Nicht nur sie und Oliver Schultz haben Fragen an die Stadtverwaltung. Auch in den sozialen Medien wird das Thema heftig diskutiert. Der monatelange Stillstand auf der Baustelle sei völlig unverständlich, zumal Stadtbaurat Dr. Kreuzer im März auf eine Anfrage des CDU-Ratsherrn Christoph Wiechers die Alternativlosigkeit der Arbeiten betont habe. „Die Entschlammung des Beckens ist eine Auflage der Genehmigungsbehörde. Rechtlich würde bei Nichtbeachtung eine Stilllegung der Anlage mit Ersatzvornahme drohen“, schrieb Dr. Kreuzer seinerzeit. Aus hydraulischer Sicht verringere sich durch den eingelagerten Schlamm der Rückhalteraum. Das führe zu Überlastung des angrenzenden Entwässerungsnetzes. „Das klingt nicht so, als könnte man monatelang warten“, findet Dr. Schultz.
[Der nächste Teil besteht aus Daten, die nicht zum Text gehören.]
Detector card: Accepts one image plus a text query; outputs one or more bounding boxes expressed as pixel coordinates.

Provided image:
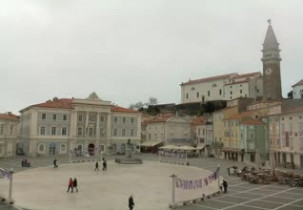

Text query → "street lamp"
[8,168,14,204]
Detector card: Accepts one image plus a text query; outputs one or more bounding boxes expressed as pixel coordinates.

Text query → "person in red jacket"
[66,178,74,192]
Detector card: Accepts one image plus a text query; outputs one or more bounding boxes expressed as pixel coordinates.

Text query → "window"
[88,128,94,136]
[41,113,46,120]
[78,127,82,136]
[60,144,66,153]
[40,126,45,135]
[9,125,14,135]
[38,144,45,153]
[100,128,104,137]
[62,127,67,136]
[52,127,57,136]
[0,125,4,135]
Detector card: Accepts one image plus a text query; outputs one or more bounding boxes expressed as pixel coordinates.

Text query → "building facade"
[292,79,303,99]
[0,113,20,158]
[18,93,141,156]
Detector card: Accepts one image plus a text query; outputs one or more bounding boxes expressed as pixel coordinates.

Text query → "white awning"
[140,141,163,147]
[196,144,205,150]
[159,145,179,150]
[179,145,197,150]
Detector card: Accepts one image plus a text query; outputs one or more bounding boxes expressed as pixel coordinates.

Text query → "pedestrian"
[54,158,58,168]
[128,195,135,210]
[66,178,74,192]
[102,159,107,171]
[95,161,99,171]
[222,180,228,193]
[73,178,78,192]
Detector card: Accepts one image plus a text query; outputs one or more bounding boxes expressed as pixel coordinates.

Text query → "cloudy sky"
[0,0,303,114]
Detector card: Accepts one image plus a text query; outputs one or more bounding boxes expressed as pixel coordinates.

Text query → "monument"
[115,139,142,164]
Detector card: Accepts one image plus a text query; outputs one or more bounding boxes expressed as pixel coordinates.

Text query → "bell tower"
[261,20,282,100]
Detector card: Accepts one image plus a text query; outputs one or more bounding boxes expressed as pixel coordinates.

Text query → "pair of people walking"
[66,178,78,192]
[95,158,107,171]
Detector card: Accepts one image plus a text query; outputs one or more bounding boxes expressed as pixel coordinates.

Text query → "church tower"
[261,20,282,100]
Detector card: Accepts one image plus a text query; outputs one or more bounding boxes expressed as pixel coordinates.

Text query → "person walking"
[73,178,78,192]
[222,180,228,193]
[128,195,135,210]
[54,158,58,168]
[66,178,74,192]
[95,161,99,171]
[102,159,107,171]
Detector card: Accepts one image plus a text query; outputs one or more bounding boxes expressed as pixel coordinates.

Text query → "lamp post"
[8,168,14,204]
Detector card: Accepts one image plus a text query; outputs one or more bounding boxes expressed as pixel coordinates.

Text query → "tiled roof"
[31,98,73,109]
[181,73,238,86]
[145,114,172,124]
[282,106,303,114]
[191,117,206,126]
[111,106,140,113]
[0,113,19,120]
[292,79,303,87]
[241,119,264,125]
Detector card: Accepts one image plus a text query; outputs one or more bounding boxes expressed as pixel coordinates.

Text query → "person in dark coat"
[128,195,135,210]
[102,159,107,171]
[95,161,99,171]
[54,159,58,168]
[66,178,74,192]
[73,178,78,192]
[222,180,228,193]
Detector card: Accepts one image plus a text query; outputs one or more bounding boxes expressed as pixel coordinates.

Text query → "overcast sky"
[0,0,303,114]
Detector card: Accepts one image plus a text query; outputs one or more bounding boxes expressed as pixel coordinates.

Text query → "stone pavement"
[0,154,303,210]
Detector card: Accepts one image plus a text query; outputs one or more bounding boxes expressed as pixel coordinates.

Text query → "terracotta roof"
[0,113,19,120]
[292,79,303,87]
[111,106,140,113]
[282,106,303,114]
[145,115,172,123]
[191,117,206,126]
[181,73,238,86]
[31,98,73,109]
[241,119,264,125]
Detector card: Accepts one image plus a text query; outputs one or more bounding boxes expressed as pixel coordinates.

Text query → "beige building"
[292,79,303,99]
[146,115,194,145]
[268,100,303,168]
[180,72,263,103]
[0,113,20,158]
[18,93,141,156]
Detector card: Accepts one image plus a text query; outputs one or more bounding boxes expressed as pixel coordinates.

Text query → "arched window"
[38,144,45,153]
[60,144,66,153]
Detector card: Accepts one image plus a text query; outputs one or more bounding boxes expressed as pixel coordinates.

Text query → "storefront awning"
[140,141,163,147]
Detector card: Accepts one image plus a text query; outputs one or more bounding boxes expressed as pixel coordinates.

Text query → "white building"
[0,113,19,158]
[18,93,141,156]
[146,115,193,145]
[180,72,263,103]
[292,79,303,99]
[224,72,263,101]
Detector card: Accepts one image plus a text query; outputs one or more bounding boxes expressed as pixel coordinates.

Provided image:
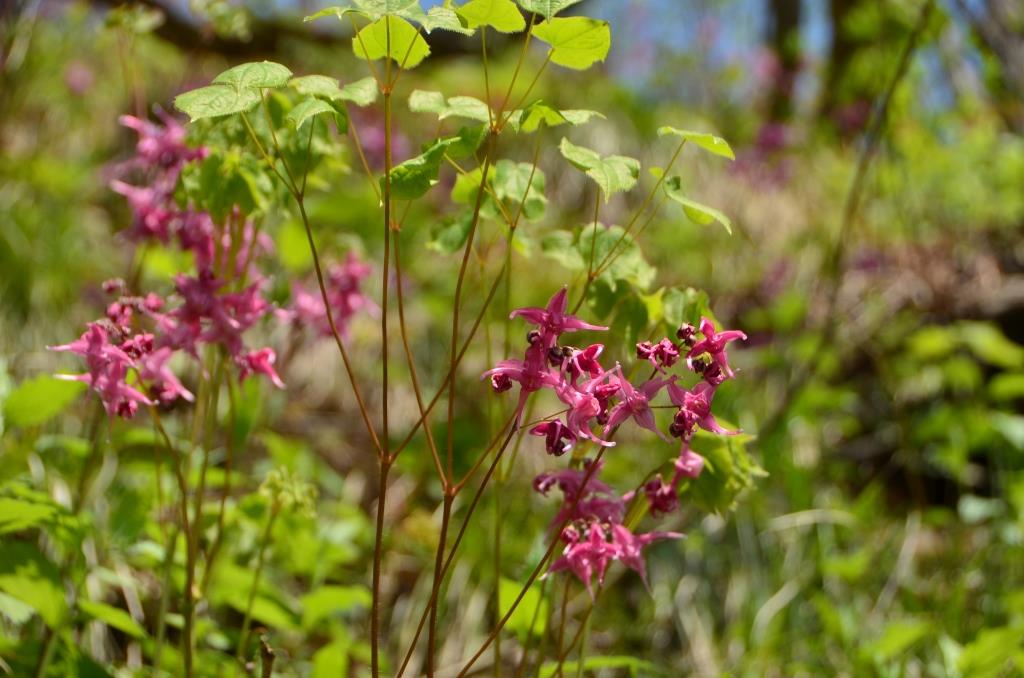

Die Stadtverwaltung äußert sich auf WAZ-Anfrage schriftlich: „Die Arbeiten an dem Becken werden zum Herbst fortgesetzt. Als Erstes wird ein zusätzlicher Betriebsweg erstellt. Diese Arbeiten sind im Oktober/November – aus Rücksicht auf die Vegetation – geplant. Im Nachgang erfolgt die Entschlammung des Beckens. Anschließend erhält das Becken ein neues Auslaufbauwerk, einen Geröllschacht und die Überlaufrinne wird nachprofiliert.“ Diese Arbeiten sollten, so die Verwaltung, voraussichtlich bis Herbst 2022 abgeschlossen sein. Direkt im Anschluss sollen neue Bäume am Becken gepflanzt werden. Zum Abschluss der Maßnahme, auch voraussichtlich im Herbst 2022, „wird die Obstwiese so hergestellt, dass eine Mahd wieder möglich ist. Falls erforderlich, erfolgt auch eine neue Einsaat“.